Abstract

Warts are squamous epithelial tumors induced by PAPOVA viruses present in vertebrates. Human warts are induced by the homonymous papillomaviruses (HPVs). These DNA viruses have a characteristic electron microscopic appearance, and their structure is well known, but they cannot be cultivated in vitro. Although warts are mainly benign, they may turn into premalignant or malignant lesions.
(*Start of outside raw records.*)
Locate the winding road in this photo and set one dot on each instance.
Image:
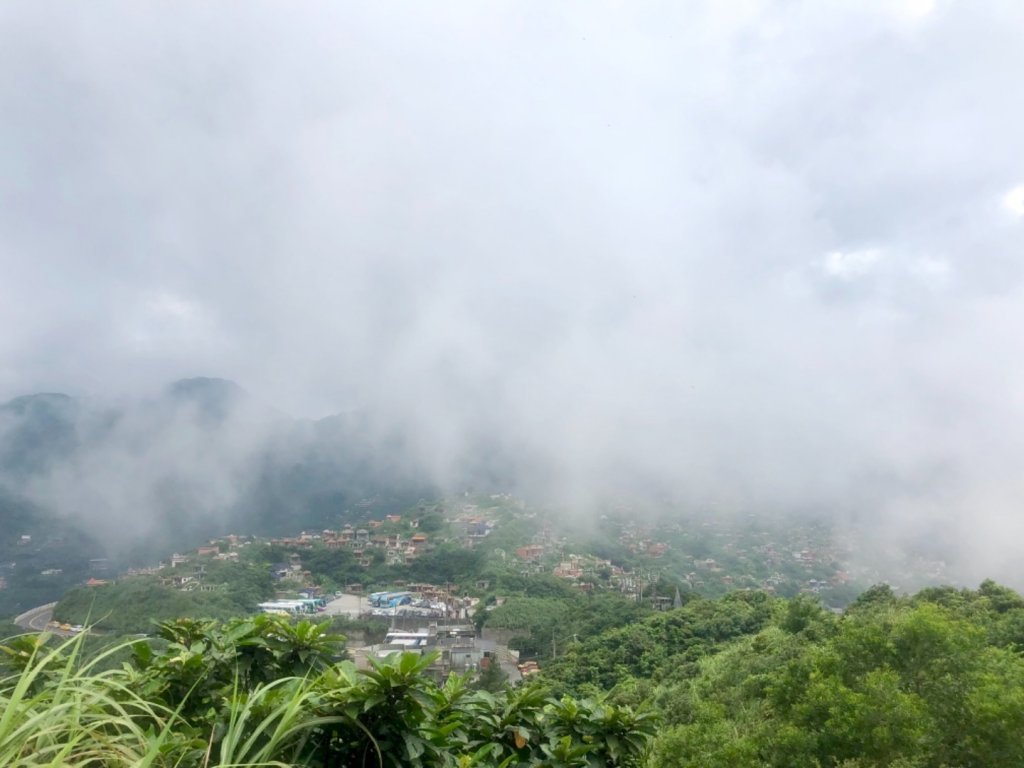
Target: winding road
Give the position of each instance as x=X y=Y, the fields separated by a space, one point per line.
x=35 y=620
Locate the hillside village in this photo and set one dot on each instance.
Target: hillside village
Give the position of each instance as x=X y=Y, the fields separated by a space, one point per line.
x=646 y=561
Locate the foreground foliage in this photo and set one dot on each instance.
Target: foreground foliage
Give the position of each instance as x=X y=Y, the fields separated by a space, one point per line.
x=264 y=691
x=930 y=681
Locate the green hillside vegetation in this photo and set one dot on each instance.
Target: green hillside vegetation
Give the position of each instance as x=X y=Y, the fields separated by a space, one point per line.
x=264 y=692
x=133 y=603
x=933 y=680
x=930 y=681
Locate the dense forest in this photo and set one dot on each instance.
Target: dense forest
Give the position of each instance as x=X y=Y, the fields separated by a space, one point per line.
x=931 y=680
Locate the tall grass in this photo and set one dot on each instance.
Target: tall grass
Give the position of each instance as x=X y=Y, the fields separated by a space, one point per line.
x=58 y=711
x=61 y=711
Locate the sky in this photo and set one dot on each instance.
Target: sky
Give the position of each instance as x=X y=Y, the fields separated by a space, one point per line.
x=761 y=254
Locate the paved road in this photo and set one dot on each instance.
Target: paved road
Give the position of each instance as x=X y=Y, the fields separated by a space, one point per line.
x=35 y=620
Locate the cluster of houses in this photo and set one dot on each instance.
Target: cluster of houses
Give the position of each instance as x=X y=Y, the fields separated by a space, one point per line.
x=397 y=548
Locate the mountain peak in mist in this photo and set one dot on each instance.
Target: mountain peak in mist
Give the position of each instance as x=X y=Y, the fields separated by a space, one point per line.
x=214 y=398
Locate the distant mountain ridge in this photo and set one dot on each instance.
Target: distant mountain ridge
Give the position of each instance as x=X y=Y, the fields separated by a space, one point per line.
x=202 y=457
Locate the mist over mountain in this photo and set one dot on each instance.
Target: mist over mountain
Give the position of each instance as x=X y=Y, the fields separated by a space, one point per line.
x=740 y=258
x=142 y=476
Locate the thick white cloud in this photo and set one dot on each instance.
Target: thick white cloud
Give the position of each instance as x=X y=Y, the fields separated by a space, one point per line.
x=742 y=250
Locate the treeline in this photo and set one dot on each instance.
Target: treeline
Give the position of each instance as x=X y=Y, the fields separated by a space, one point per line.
x=929 y=681
x=264 y=691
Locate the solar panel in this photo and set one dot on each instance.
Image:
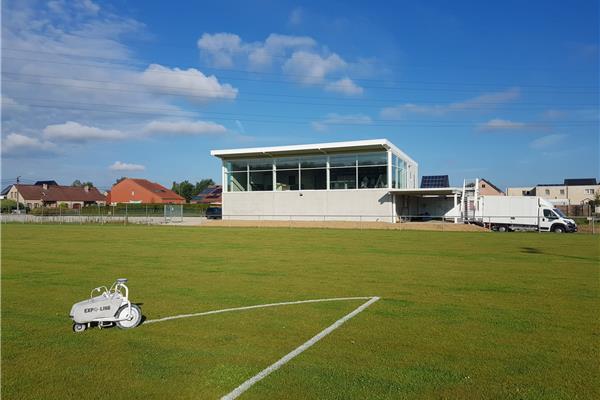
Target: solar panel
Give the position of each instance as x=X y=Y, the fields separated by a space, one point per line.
x=435 y=181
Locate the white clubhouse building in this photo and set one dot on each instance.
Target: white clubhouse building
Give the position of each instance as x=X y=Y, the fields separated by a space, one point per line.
x=324 y=181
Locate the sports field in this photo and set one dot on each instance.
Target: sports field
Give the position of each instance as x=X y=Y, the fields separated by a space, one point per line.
x=461 y=315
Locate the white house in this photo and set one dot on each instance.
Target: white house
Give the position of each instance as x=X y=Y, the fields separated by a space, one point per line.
x=324 y=181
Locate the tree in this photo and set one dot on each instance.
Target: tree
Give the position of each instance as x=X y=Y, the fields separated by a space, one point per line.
x=186 y=190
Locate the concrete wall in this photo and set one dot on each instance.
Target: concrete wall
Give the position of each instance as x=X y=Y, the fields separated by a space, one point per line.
x=318 y=205
x=412 y=206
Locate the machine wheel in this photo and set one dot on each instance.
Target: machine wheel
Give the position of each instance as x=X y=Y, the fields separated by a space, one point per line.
x=129 y=321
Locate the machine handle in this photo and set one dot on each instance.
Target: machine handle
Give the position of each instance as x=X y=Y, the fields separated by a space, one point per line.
x=99 y=289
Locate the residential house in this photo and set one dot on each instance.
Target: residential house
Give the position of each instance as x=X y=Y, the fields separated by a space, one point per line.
x=51 y=194
x=571 y=195
x=142 y=191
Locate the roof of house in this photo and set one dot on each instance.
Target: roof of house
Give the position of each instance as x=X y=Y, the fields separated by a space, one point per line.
x=580 y=181
x=59 y=193
x=157 y=189
x=5 y=191
x=39 y=183
x=373 y=144
x=492 y=185
x=435 y=181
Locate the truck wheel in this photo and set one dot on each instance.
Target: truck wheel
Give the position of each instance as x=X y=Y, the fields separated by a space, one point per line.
x=129 y=320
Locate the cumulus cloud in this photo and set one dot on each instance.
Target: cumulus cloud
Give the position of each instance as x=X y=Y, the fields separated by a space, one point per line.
x=221 y=49
x=72 y=131
x=191 y=82
x=184 y=128
x=309 y=68
x=340 y=119
x=547 y=141
x=121 y=166
x=344 y=86
x=16 y=144
x=484 y=101
x=87 y=6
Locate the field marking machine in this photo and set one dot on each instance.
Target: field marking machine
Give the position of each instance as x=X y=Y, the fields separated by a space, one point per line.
x=109 y=306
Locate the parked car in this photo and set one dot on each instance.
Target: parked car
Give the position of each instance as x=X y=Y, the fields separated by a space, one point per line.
x=214 y=213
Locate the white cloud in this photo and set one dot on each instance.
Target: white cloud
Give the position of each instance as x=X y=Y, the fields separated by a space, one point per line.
x=72 y=131
x=505 y=125
x=345 y=86
x=121 y=166
x=16 y=144
x=482 y=102
x=311 y=68
x=501 y=124
x=340 y=119
x=87 y=6
x=547 y=141
x=220 y=47
x=191 y=82
x=184 y=128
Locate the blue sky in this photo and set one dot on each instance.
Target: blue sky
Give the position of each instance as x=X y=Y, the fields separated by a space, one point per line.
x=507 y=90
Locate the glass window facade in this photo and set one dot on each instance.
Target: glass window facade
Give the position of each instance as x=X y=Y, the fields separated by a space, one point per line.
x=343 y=171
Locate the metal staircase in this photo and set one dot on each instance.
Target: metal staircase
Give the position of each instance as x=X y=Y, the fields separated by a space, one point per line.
x=469 y=198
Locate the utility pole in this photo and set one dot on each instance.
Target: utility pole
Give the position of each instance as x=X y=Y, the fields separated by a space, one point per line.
x=18 y=211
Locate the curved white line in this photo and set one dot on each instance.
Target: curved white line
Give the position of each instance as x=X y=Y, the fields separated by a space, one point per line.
x=152 y=321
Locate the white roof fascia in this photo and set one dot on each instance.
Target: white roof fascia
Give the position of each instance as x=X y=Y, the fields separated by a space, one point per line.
x=322 y=147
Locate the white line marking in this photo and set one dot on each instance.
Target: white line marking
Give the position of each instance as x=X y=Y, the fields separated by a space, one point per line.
x=282 y=361
x=152 y=321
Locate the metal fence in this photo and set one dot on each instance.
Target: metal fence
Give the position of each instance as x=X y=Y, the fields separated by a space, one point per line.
x=126 y=214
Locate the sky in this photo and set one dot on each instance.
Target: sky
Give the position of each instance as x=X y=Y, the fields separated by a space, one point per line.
x=505 y=90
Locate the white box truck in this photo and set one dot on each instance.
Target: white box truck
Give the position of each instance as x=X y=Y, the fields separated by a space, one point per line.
x=512 y=213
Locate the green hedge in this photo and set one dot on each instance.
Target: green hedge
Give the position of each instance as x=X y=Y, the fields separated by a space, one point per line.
x=7 y=205
x=131 y=210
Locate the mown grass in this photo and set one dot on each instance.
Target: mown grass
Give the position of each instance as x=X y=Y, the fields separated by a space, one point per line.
x=462 y=315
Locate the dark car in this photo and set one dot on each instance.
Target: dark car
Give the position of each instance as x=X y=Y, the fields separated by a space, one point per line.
x=214 y=213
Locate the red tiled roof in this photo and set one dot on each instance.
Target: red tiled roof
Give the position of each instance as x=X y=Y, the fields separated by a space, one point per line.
x=158 y=190
x=59 y=193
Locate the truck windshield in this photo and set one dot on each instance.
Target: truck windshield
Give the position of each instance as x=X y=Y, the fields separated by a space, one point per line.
x=559 y=213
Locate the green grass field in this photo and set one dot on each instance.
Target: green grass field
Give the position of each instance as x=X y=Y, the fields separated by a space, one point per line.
x=461 y=315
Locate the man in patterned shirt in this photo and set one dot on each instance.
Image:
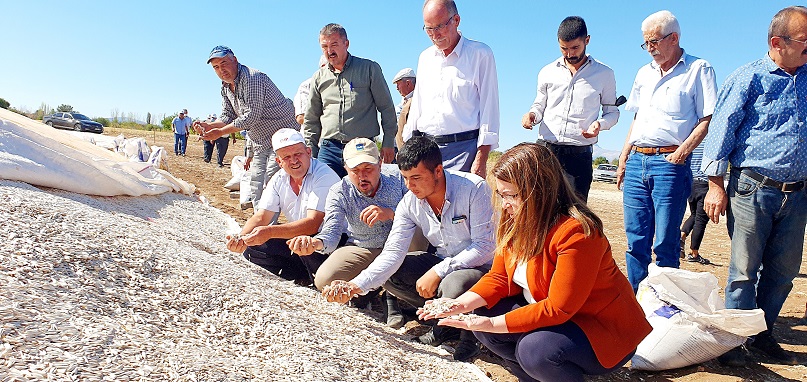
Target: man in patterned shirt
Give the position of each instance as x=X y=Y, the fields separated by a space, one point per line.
x=759 y=127
x=362 y=206
x=251 y=102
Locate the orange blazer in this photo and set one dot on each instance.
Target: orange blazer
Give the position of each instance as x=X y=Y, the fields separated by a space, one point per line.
x=574 y=278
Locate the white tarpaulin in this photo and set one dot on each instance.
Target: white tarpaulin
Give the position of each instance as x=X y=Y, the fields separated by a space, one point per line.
x=40 y=155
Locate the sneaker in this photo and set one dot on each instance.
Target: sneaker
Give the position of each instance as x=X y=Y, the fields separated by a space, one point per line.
x=439 y=334
x=698 y=259
x=766 y=344
x=734 y=357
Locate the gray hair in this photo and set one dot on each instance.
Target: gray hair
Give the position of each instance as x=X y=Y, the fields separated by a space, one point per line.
x=663 y=20
x=449 y=5
x=333 y=28
x=779 y=24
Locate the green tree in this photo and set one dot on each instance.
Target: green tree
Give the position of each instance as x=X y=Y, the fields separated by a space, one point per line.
x=600 y=160
x=166 y=122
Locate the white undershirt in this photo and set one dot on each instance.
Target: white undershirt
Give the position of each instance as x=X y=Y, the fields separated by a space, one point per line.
x=520 y=278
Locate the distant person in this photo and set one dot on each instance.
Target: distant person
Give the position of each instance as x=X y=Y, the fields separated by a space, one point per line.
x=180 y=128
x=298 y=192
x=456 y=102
x=346 y=98
x=758 y=128
x=360 y=206
x=697 y=220
x=303 y=95
x=453 y=210
x=251 y=102
x=554 y=305
x=673 y=98
x=404 y=81
x=571 y=92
Conversely, the origin of nonmelanocytic skin and mucous membrane tumors may be related to the presence of HPV. The study of Shope papillomavirus naturally occurring in warts of western cottontail rabbits provides interesting information to understand papilloma virus (PV)/epithelial interaction (Table 1).1 (1) PV may induce benign tumors in the skin. The rate of induction depends on the magnitude of the inoculum, species inoculated, and individual factors. (2) Experimentally induced epidermal hyperplasia increases susceptibility to infection. (3) Tumors may persist and spread or regress (animals in which tumors disappear are called regressors). Papillomas may remain benign or convert to metastasizing carcinomas. (4) Regression may affect all warts or be partial or transitory. (5) Infection and regression are related to host immune response. The latter has been better studied vis-a-vis viral protein and nucleic components and is humoral and cellular. (6) Malignant tumors are notoriously poor in infective virions but may harbor viral DNA. (7) Regressor animals are resistant to reinfection but not absolutely so. (8) Regressing lesions frequently show inflammatory features similar to those of graft rejection. (9) Regression is hampered by immunosuppresants.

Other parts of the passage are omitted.